2018 book by Jonah Goldberg

Suicide of the West: How the Rebirth of Tribalism, Populism, Nationalism, and Identity Politics Is Destroying American Democracy is a book by conservative columnist Jonah Goldberg.

The book warns against illiberal forms of populism and argues that the West is increasingly facing the risk of decline.

== Synopsis ==
Goldberg argues that the "virtues" of the United States have become "vices" in modern U.S. culture. The U.S. is turned from a City Upon a Hill to a force for darkness and evil in the world. He rejects the concept of a political "end of history" as advocated by Karl Marx, Francis Fukuyama, and other thinkers. Goldberg states that there is no guarantee that liberal democracy will win the battle of global ideological supremacy. Nevertheless, Goldberg considers liberal democracy the best system to ensure political freedom. He goes on to argue that the undermining of the idea of American exceptionalism has had disastrous consequences for the United States. Instead of highlighting the brilliance of the U.S. Constitution and the Rule of Law, Americans increasingly see the U.S. past and traditions as a uniform "system of oppression, exploitation, and white privilege."
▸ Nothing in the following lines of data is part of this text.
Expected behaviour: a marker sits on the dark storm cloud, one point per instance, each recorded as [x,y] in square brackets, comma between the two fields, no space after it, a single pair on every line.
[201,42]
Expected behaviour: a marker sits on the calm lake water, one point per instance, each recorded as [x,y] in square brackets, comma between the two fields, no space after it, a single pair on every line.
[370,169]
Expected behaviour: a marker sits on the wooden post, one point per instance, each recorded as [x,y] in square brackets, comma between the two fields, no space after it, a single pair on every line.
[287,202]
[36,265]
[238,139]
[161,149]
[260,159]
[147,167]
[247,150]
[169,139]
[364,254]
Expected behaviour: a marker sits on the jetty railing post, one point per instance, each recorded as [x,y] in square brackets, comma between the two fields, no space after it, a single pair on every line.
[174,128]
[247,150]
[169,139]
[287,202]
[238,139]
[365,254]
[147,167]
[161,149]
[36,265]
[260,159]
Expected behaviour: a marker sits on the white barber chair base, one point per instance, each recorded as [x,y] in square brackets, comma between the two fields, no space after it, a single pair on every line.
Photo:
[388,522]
Goldberg calls the invention of capitalism and liberal democracy "the miracle," crediting it for rapid human technological development, more wealth, and a more just and peaceful society. He warns however that this mode of development surfs on the waves of stability, and that there exists a potential of moral and democratic decline in every nation or people-group, no matter how theoretically consolidated. He argues that the U.S. is becoming increasingly susceptible to democratic backsliding due to partisanship and polarization, and that the consensus view of democratic consolidation is likely false, with the ability of advanced democracies undergoing decline. Additionally, he states that then-current U.S. President Donald Trump and other recent U.S. presidents such as Barack Obama are undermining the concept of U.S. exceptionalism.

== Reception ==
On May 8, 2018, it ranked 5 on The New York Times bestseller's list.

Michael Brendan Dougherty of the conservative magazine National Review (where Goldberg was a Senior Editor at the time of release) generally praised the book, comparing it to Douglas Murray's book The Strange Death of Europe. However, he disagrees with part of the book's conclusion, saying that he does not believe that free trade or inventions are under threat. Dougherty argues instead that religious and moral decline is behind it.
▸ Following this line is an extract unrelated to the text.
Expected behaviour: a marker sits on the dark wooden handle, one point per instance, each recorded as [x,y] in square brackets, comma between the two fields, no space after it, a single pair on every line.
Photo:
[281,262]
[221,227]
Edmund Fawcett of The Financial Times called the book declinist, mockingly comparing it to past predictions of the decline of the Western World. However, Fawcett agreed that modifications to laws were needed.

Adam Keiper of The Weekly Standard described it as "big, baggy, sometimes frustrating, often brilliant". Keiper favorably compares Goldberg's book to James Burnham's 1964 book, also titled Suicide of the West, saying that while Burnham's book was cynically fatalistic in describing a similar premise, Goldberg emphasizes potential changes that could be made.

In New York, Park MacDougald described the book as "idea-free." The book is "dull, shallow, and a waste of intelligent readers' time," MacDougald writes. It "can only be taken seriously by people for whom ideas matter less than the idea of ideas mattering."